PDF text rendering questions

  • September 28, 2018
  • 1 reply
  • 708 views

I’m interested in determining when I can rely on extracted PDF data to be 100% accurate.

I have been investigating how text is rendered into a PDF and have a couple questions I would appreciate some clarification on the following.

My basic understanding is that text is rendered from a PDF by:

  1. converting the encoded text letter by letter, or
  2. using image-based fonts.

The encoded text can be easily extracted via copy and paste, but the image-based fonts requires OCR. I understand that OCR'd text should not be considered 100% accurate. Therefore, my questions:

  1. Is my understanding of the rendering mechanisms accurate?
  2. Is text that has been converted through text encoding always accurate?
  3. Is there a way to tell which mechanism is used if only provided with a PDF?

I would appreciate any insight into these topics.

Note: This is with regards to converted text files, such as a Word document that contains 1) text and 2) images that contain text, and not scanned files.

This topic has been closed for replies.
Correct answer Test Screen Name

What you see on screen might look like text but could come from different kinds of input. You have identified just two of them.

* From actual text, with a named font, character point, encoding

* From raster (bitmap) data from scanning

* From raster (bitmap) data from other sources

* From raster fonts (these are vanishingly rare, you'll probably never see one, I haven't).

* From vector (outlined) data

In the case of actual text, sometimes it will extract accurately, sometimes not. Don't be surprised to find files which are complete gobbledygook. Extraction of the actual characters does not guarantee anything else like line or paragraph breaks or tables; even word breaks are pot luck.

To your original question, I'd say you can NEVER guarantee anything unless you try it and check carefully by hand.

1 reply

Test Screen NameCorrect answer
Legend
September 28, 2018

What you see on screen might look like text but could come from different kinds of input. You have identified just two of them.

* From actual text, with a named font, character point, encoding

* From raster (bitmap) data from scanning

* From raster (bitmap) data from other sources

* From raster fonts (these are vanishingly rare, you'll probably never see one, I haven't).

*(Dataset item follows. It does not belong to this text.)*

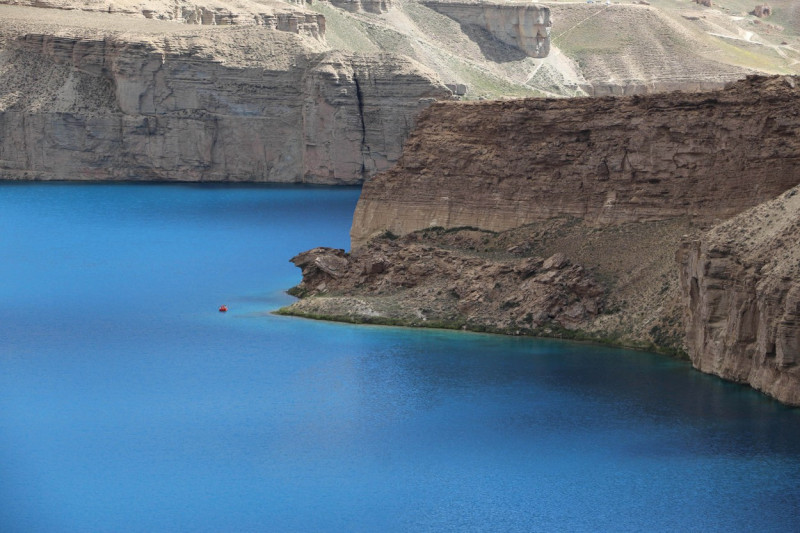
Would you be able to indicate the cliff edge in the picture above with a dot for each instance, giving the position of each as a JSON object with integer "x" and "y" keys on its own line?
{"x": 741, "y": 287}
{"x": 500, "y": 165}
{"x": 563, "y": 218}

* From vector (outlined) data

In the case of actual text, sometimes it will extract accurately, sometimes not. Don't be surprised to find files which are complete gobbledygook. Extraction of the actual characters does not guarantee anything else like line or paragraph breaks or tables; even word breaks are pot luck.

To your original question, I'd say you can NEVER guarantee anything unless you try it and check carefully by hand.